Song by Mahalia Jackson
- Published: January 25, 1939
- Released: 1939
- Genre: Gospel song
- Songwriter: Thomas A. Dorsey

= Peace in the Valley =

1939 song by Thomas A. Dorsey

"There'll Be Peace in the Valley for Me", also known informally as "Peace in the Valley" is a 1939 song written by Thomas A. Dorsey, originally for Mahalia Jackson. In 1951, a version of the song by Red Foley and the Sunshine Boys was a hit, and among the first gospel recordings to sell one million copies. Elvis Presley performed the song at the close of his third and final appearance on The Ed Sullivan Show, which reached 54.6 million viewers. The song has become one of the ten best-known gospel standards of all time, and has been performed and recorded by numerous artists.

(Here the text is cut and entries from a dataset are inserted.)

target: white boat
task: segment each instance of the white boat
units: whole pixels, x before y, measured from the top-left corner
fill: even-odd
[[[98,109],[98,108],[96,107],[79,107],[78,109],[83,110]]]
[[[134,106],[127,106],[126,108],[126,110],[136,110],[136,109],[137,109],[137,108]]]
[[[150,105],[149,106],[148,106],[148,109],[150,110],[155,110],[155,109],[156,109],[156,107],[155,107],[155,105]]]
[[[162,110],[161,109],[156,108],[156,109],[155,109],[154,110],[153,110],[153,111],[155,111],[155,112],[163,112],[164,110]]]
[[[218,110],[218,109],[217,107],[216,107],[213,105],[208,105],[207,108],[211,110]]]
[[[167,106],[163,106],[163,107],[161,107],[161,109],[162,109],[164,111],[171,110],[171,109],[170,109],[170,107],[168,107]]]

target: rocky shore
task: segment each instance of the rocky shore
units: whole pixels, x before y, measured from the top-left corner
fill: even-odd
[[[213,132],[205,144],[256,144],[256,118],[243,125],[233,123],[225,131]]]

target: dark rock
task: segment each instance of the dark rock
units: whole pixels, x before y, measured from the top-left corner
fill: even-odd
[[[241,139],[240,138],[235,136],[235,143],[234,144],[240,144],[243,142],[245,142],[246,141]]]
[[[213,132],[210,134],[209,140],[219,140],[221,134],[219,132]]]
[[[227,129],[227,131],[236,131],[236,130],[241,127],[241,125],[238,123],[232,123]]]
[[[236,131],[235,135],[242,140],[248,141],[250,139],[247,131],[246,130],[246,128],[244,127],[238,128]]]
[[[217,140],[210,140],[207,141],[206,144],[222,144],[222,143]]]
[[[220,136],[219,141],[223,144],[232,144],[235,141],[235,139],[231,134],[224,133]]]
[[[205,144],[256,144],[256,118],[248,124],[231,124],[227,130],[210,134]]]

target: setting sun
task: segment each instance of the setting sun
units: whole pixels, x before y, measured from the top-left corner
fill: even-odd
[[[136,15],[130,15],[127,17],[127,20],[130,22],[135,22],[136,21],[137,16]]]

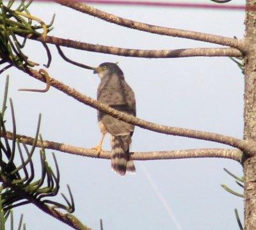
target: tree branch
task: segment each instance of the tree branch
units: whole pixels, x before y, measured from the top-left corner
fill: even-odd
[[[27,68],[26,69],[24,68],[23,69],[23,71],[29,74],[33,77],[35,77],[35,79],[42,82],[45,82],[45,78],[43,77],[43,76],[41,75],[38,72],[30,68]],[[96,100],[82,95],[75,89],[72,89],[52,78],[50,78],[49,80],[52,86],[63,92],[66,95],[73,97],[77,101],[85,105],[92,107],[93,108],[100,111],[104,112],[114,118],[118,118],[122,121],[143,128],[168,135],[190,137],[227,144],[230,146],[239,148],[247,154],[253,154],[253,151],[256,149],[255,144],[250,140],[241,140],[235,137],[215,133],[172,127],[146,121],[141,119],[128,115],[125,113],[121,112],[117,110],[112,109],[111,107],[104,103],[97,102]]]
[[[150,25],[132,20],[126,19],[111,13],[97,10],[92,6],[87,6],[75,1],[67,0],[55,0],[58,3],[77,10],[80,12],[89,14],[109,22],[138,29],[142,31],[157,34],[171,36],[174,37],[192,39],[198,41],[210,42],[243,50],[243,42],[235,38],[209,34],[207,33],[185,31],[182,29],[168,28],[166,27]]]
[[[12,139],[13,134],[7,132],[6,137],[9,139]],[[33,145],[35,141],[34,138],[26,135],[17,135],[17,138],[22,143]],[[72,146],[63,143],[58,143],[53,141],[37,141],[37,147],[45,149],[50,149],[60,151],[63,153],[70,153],[76,155],[89,157],[93,158],[99,158],[104,159],[111,158],[111,152],[103,151],[100,155],[97,150],[93,149],[86,149],[76,146]],[[186,150],[177,151],[160,151],[149,152],[134,152],[131,153],[131,158],[136,160],[168,160],[168,159],[182,159],[182,158],[223,158],[234,160],[241,162],[242,152],[237,150],[227,149],[196,149]]]
[[[44,38],[31,37],[41,42],[65,46],[79,50],[100,52],[125,57],[137,57],[148,58],[170,58],[186,57],[241,57],[243,54],[234,48],[193,48],[180,49],[176,50],[140,50],[110,47],[101,45],[94,45],[86,42],[77,42],[69,39],[48,36]]]

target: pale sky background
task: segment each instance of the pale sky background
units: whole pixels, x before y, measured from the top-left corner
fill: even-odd
[[[209,1],[187,1],[210,3]],[[234,0],[230,4],[243,4]],[[218,35],[243,38],[243,11],[95,6],[134,20]],[[216,45],[154,35],[108,23],[56,3],[32,3],[31,14],[48,23],[56,13],[54,29],[49,34],[93,44],[143,49],[216,47]],[[72,66],[49,45],[52,62],[47,70],[53,78],[96,98],[99,78],[92,71]],[[42,45],[28,41],[26,53],[31,60],[47,62]],[[136,98],[138,117],[166,125],[243,137],[243,75],[228,57],[145,59],[102,54],[63,49],[74,61],[91,66],[119,61],[125,79]],[[17,133],[34,136],[38,114],[42,114],[40,132],[45,140],[90,148],[98,143],[100,133],[94,109],[51,88],[47,93],[18,92],[19,88],[44,88],[40,82],[13,68],[10,93],[16,111]],[[3,96],[3,93],[1,97]],[[6,118],[11,128],[10,107]],[[131,151],[148,151],[204,148],[228,148],[219,144],[172,137],[136,127]],[[110,150],[109,137],[103,148]],[[52,164],[51,151],[47,157]],[[38,151],[35,153],[38,155]],[[60,192],[72,189],[76,215],[84,224],[104,230],[238,229],[234,208],[243,218],[243,199],[220,186],[241,189],[223,170],[242,175],[240,164],[218,158],[135,162],[135,176],[121,177],[110,170],[110,161],[56,152],[61,172]],[[39,158],[35,156],[39,174]],[[54,200],[63,201],[60,194]],[[63,201],[64,202],[64,201]],[[16,226],[20,213],[27,229],[70,229],[33,204],[15,208]]]

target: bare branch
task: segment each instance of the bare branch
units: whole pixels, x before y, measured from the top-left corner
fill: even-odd
[[[42,75],[40,74],[37,71],[35,71],[30,68],[26,69],[24,68],[23,70],[36,79],[43,82],[45,82],[45,80]],[[125,113],[121,112],[117,110],[112,109],[111,107],[104,103],[97,102],[96,100],[82,95],[75,89],[72,89],[52,78],[51,78],[49,80],[52,86],[54,87],[57,89],[60,90],[66,95],[73,97],[77,101],[85,105],[92,107],[93,108],[99,111],[106,112],[107,114],[109,114],[114,118],[118,118],[122,121],[143,128],[168,135],[190,137],[225,144],[234,148],[237,148],[247,154],[253,154],[253,151],[255,151],[256,148],[255,144],[253,143],[253,142],[250,141],[249,140],[241,140],[235,137],[215,133],[172,127],[146,121],[141,119],[128,115]]]
[[[20,36],[24,36],[20,34]],[[86,42],[74,41],[51,36],[45,38],[30,37],[39,42],[44,42],[56,45],[74,48],[79,50],[100,52],[125,57],[147,58],[170,58],[187,57],[241,57],[243,53],[234,48],[192,48],[179,49],[176,50],[141,50],[120,48],[101,45],[94,45]]]
[[[230,38],[222,36],[217,36],[199,32],[168,28],[134,21],[106,13],[105,12],[97,10],[92,6],[87,6],[74,1],[55,0],[55,1],[65,6],[84,13],[89,14],[92,16],[96,17],[107,22],[131,29],[138,29],[157,34],[188,38],[198,41],[210,42],[215,44],[227,45],[230,47],[236,48],[240,50],[241,50],[242,47],[243,46],[243,42],[235,38]]]
[[[7,138],[11,140],[12,139],[12,133],[7,132],[6,134]],[[17,138],[21,142],[29,145],[32,145],[35,141],[34,138],[25,135],[17,135]],[[36,146],[40,148],[44,147],[45,149],[60,151],[63,153],[70,153],[76,155],[104,159],[111,158],[110,151],[103,151],[99,155],[97,151],[93,149],[86,149],[53,141],[37,141]],[[131,158],[137,160],[214,157],[228,158],[241,162],[242,158],[242,152],[240,150],[217,148],[185,150],[177,151],[155,151],[141,153],[134,152],[131,153]]]

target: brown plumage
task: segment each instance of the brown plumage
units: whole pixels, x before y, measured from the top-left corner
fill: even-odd
[[[119,111],[136,116],[134,93],[126,83],[124,73],[117,65],[100,64],[94,72],[100,78],[97,90],[97,100]],[[130,159],[129,146],[134,126],[98,112],[98,121],[103,135],[110,134],[111,138],[111,169],[120,175],[126,172],[136,172],[133,161]],[[102,139],[98,146],[101,150]]]

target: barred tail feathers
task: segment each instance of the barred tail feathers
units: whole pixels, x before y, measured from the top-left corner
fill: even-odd
[[[129,139],[131,139],[131,137],[129,137]],[[135,174],[134,164],[133,161],[129,159],[129,145],[130,143],[124,144],[123,141],[124,140],[121,139],[120,136],[112,136],[111,169],[122,176],[125,175],[126,172]],[[124,149],[127,150],[124,151]]]

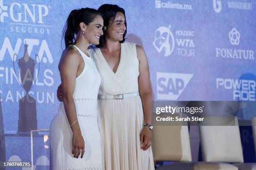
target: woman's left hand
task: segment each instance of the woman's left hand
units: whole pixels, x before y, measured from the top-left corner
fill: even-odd
[[[152,133],[152,130],[150,130],[148,127],[144,126],[140,135],[141,149],[146,150],[149,148],[151,144]]]

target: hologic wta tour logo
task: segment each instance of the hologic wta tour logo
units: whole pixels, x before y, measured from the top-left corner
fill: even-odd
[[[178,99],[193,75],[192,74],[157,72],[157,99]]]
[[[158,52],[164,50],[164,57],[170,55],[173,51],[174,39],[172,32],[169,28],[161,27],[155,32],[155,40],[153,45]]]
[[[153,44],[157,52],[164,51],[164,57],[170,55],[174,52],[178,56],[195,57],[194,31],[177,30],[174,32],[175,37],[171,30],[171,25],[160,27],[156,30]]]
[[[228,36],[229,38],[230,44],[234,46],[233,46],[233,48],[215,48],[216,57],[233,60],[254,60],[254,52],[253,50],[241,49],[239,48],[239,45],[241,43],[241,35],[236,28],[232,28],[228,33]],[[237,47],[234,48],[236,47],[235,46]]]

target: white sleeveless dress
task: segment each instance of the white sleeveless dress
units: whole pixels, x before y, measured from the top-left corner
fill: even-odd
[[[88,50],[101,77],[100,95],[131,93],[138,91],[139,62],[136,44],[121,44],[121,58],[115,73],[100,50]],[[106,170],[154,169],[151,147],[141,149],[140,134],[144,115],[140,96],[122,100],[98,100],[101,131]]]
[[[102,142],[97,123],[97,97],[100,76],[92,59],[76,46],[84,62],[84,68],[76,79],[73,95],[77,115],[84,140],[85,152],[81,158],[72,153],[72,132],[64,105],[61,102],[59,112],[50,127],[51,170],[102,170]],[[80,155],[81,156],[81,155]]]

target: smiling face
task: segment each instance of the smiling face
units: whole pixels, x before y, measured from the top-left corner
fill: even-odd
[[[117,12],[114,20],[110,20],[106,30],[106,37],[113,41],[120,41],[123,39],[123,34],[126,30],[125,19],[123,14]]]
[[[86,26],[84,37],[89,44],[99,44],[100,37],[103,35],[103,19],[99,15],[96,15],[93,21]]]

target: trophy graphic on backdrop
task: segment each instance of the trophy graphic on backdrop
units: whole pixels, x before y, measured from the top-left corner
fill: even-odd
[[[19,59],[17,54],[13,55],[13,68],[18,82],[22,88],[26,91],[26,95],[19,101],[19,120],[18,121],[18,132],[20,134],[30,132],[31,130],[37,130],[37,120],[36,119],[36,102],[35,99],[29,95],[29,92],[33,88],[34,83],[37,79],[39,74],[40,62],[38,63],[38,69],[37,76],[34,81],[34,70],[36,64],[36,58],[33,59],[28,53],[28,45],[25,41],[24,52],[23,57]],[[15,59],[19,67],[19,77],[15,70]],[[39,61],[39,60],[38,60]]]

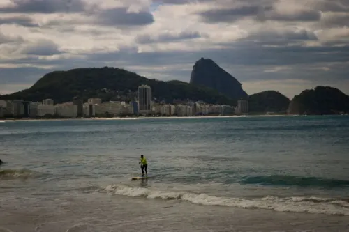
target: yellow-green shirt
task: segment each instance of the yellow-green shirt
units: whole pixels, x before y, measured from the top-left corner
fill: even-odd
[[[140,162],[142,163],[142,164],[143,165],[147,165],[148,164],[147,163],[147,160],[145,159],[145,157],[143,157],[143,159],[140,158]]]

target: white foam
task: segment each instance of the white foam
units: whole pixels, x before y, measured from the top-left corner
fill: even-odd
[[[278,212],[308,212],[349,216],[349,203],[344,201],[315,197],[279,198],[267,196],[254,199],[212,196],[186,192],[163,192],[125,185],[109,185],[102,190],[118,195],[148,199],[178,199],[195,204],[260,208]]]

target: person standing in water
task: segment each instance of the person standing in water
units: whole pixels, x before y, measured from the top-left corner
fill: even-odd
[[[144,176],[144,171],[145,175],[148,176],[148,172],[147,171],[147,168],[148,167],[148,163],[147,162],[147,159],[144,157],[143,155],[140,155],[140,167],[142,168],[142,176]]]

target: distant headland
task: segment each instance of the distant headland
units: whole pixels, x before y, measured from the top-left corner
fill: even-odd
[[[151,108],[147,116],[349,113],[349,96],[329,86],[305,90],[292,100],[272,90],[248,95],[237,79],[211,59],[202,58],[193,65],[190,83],[151,79],[109,67],[52,72],[29,88],[0,95],[0,118],[29,117],[29,113],[22,112],[29,112],[31,107],[38,111],[38,106],[41,116],[36,114],[36,118],[58,117],[58,112],[70,106],[75,109],[74,105],[77,114],[66,114],[68,117],[91,116],[94,107],[104,109],[98,111],[101,117],[139,116],[139,87],[144,85],[151,93]],[[94,99],[98,103],[92,102]],[[119,109],[117,114],[116,109],[111,114],[113,107]],[[50,114],[43,115],[45,110]]]

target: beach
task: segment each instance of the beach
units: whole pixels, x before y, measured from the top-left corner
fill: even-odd
[[[0,123],[0,231],[349,230],[347,116],[138,118]]]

==Background and composition==
Blues and gospel composer Thomas A. Dorsey conceived the song during the pre-World War II tensions of the late 1930s while traveling via train through southern Indiana. Upon observing horses, cows, and sheep all grazing together in a small valley, Dorsey questioned why mankind can't live in peace. "The Valley" in this gospel song refers to Heaven. Copyrighted on January 25, 1939 under the title "There'll Be Peace in the Valley for Me", the song often appears informally as "Peace in the Valley". Dorsey intended the song for Mahalia Jackson, with whom he toured off and on through the early 1950s.

==Red Foley version==
The song was a hit in 1951 for Red Foley backed by the Sunshine Boys Quartet, reaching number seven on the Country & Western Best Seller chart. It was among the first gospel recordings to sell one million copies. Foley's version was a 2006 entry into the Library of Congress' National Recording Registry.

==Elvis Presley version==
Elvis Presley performed the song at the end of his third and final appearance on The Ed Sullivan Show on January 6, 1957 against the advice of the show's producers, who did not want Elvis to sing a gospel song on national television. Presley insisted on singing the song, which was one of his mother's favorites, saying “No, I told my mother that I was going to do ‘Peace in the Valley’ for her, and I’m going to do it,” and Ed Sullivan supported his decision. Introducing the segment, Sullivan noted Presley chose the selection because he felt "keenly" about the recent crisis involving refugees fleeing Hungary after an invasion by the Soviet Union, and that immediate aid was needed to support them.

Presley's performance of the song has been cited as changing the public's perception of Elvis from a rebel to an "all-American" boy. Based on the positive response from the performance, Presley recorded the song at Radio Recorders studio in Hollywood the following week, and RCA Records included it both as the title track of an EP released in January, as well as the singer's first Christmas album released in October of the same year.

==Other recordings==
The song, now one of the best-known gospel standards of all time, has been performed and recorded by numerous artists:
- In 1950, it was one of the first songs recorded by a young Sam Cooke, during his tenure as lead singer of the Soul Stirrers.
- Jo Stafford, on her 1954 gospel album Garden of Prayer
- Little Richard, on his 1961 Quincy Jones-produced gospel album The King of the Gospel Singers
- Connie Francis, on her 1959 album Country & Western Golden Hits
- Johnny Cash released it as a single in 1962. Cash released the song again in 1969 as part of his live album At San Quentin
- John Anderson, on his 1986 album Countrified.
- Anne Murray, on her 1999 album "What a Wonderful World".
- Tom Brumley, and the Light Crust Doughboys, on the Grammy Award-nominated 2002 album God Is Love: The Gospel Sessions featuring Ann-Margret
- Randy Travis, as part of his 2003 gospel album "Worship & Faith".

==Popular culture==
Lyndon B. Johnson, before his death, requested that "Peace In The Valley" be sung at his funeral, and Anita Bryant was chosen to perform the song at the ceremony in January 1973.

The song was included in the jukebox musical Million Dollar Quartet which opened on Broadway in New York City in April 2010. The song was sung by Eddie Clendening, portraying Elvis Presley. Additionally, the song was included on the original Broadway cast recording.